When the United States or its officer or agency is a party in a civil case, the notice of appeal must be filed no more than 60 days after the entry of the district court's final judgment or order, Fed. R. App. P. 4(a)(1)(B), unless the district court extends the appeal period under Fed. R. App. P. 4(a)(5) or reopens the appeal period under Fed. R. App. P. 4(a)(6). "[T]he timely filing of a notice of appeal in a civil case is a jurisdictional requirement." Bowles v. Russell, 551 U.S. 205, 214 (2007).
The district court entered its order on April 13, 2021. Terrelonge filed the notice of appeal on March 10, 2022.[*] Because Terrelonge failed to file a timely notice of appeal or to obtain an extension or reopening of the appeal period, we dismiss the appeal.
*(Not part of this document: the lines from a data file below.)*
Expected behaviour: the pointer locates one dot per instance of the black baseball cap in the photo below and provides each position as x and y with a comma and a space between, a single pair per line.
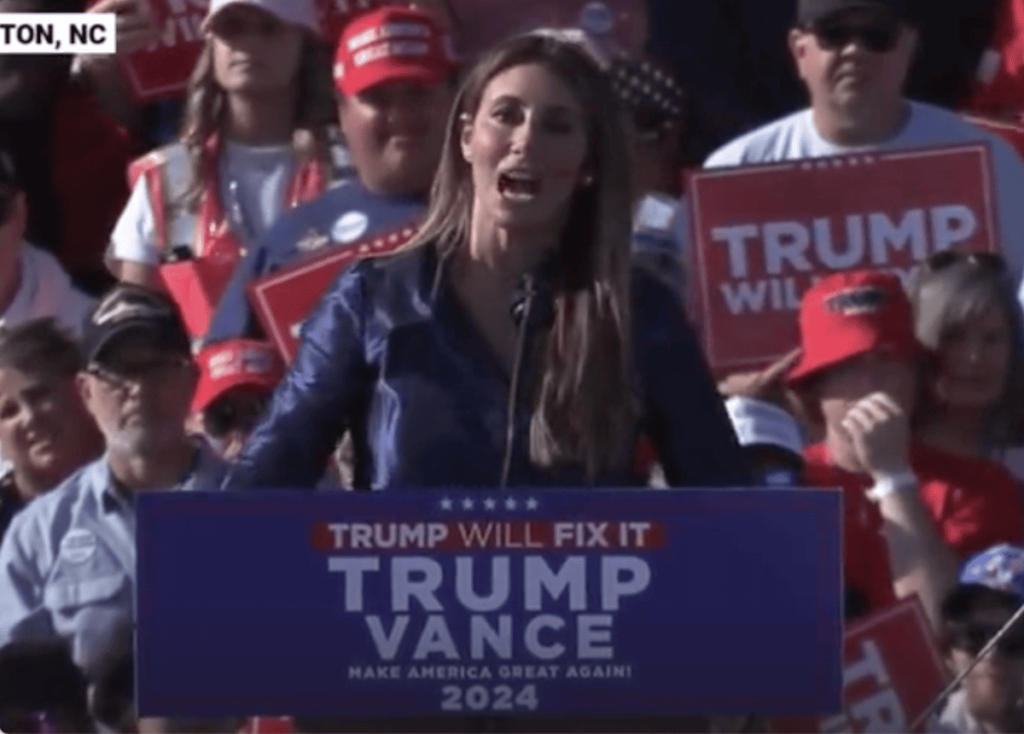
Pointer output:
8, 171
136, 311
810, 11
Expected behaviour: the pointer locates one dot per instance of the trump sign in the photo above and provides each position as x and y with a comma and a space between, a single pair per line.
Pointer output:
764, 234
478, 603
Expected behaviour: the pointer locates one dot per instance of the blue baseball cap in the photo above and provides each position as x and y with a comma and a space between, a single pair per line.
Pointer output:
1000, 567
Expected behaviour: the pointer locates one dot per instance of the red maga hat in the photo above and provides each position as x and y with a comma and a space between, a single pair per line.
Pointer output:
236, 362
852, 313
389, 44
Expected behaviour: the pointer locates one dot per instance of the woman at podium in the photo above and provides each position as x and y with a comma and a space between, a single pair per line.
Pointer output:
510, 343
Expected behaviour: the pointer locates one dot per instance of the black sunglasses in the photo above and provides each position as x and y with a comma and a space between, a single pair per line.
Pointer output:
233, 414
879, 36
973, 637
947, 258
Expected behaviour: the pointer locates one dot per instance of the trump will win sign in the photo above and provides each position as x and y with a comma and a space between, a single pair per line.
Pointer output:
479, 603
765, 233
162, 69
891, 675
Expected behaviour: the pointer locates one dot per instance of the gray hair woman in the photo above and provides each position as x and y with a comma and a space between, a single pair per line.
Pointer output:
969, 407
We dispense with oral argument because the facts and legal contentions are adequately presented in the materials before this court and argument would not aid the decisional process.
DISMISSED
[*] For the purpose of this appeal, we assume that the date appearing on the notice of appeal is the earliest date Terrelonge could have delivered the notice to prison officials for mailing to the court. Fed. R. App. P. 4(c)(1); Houston v. Lack, 487 U.S. 266, 276 (1988).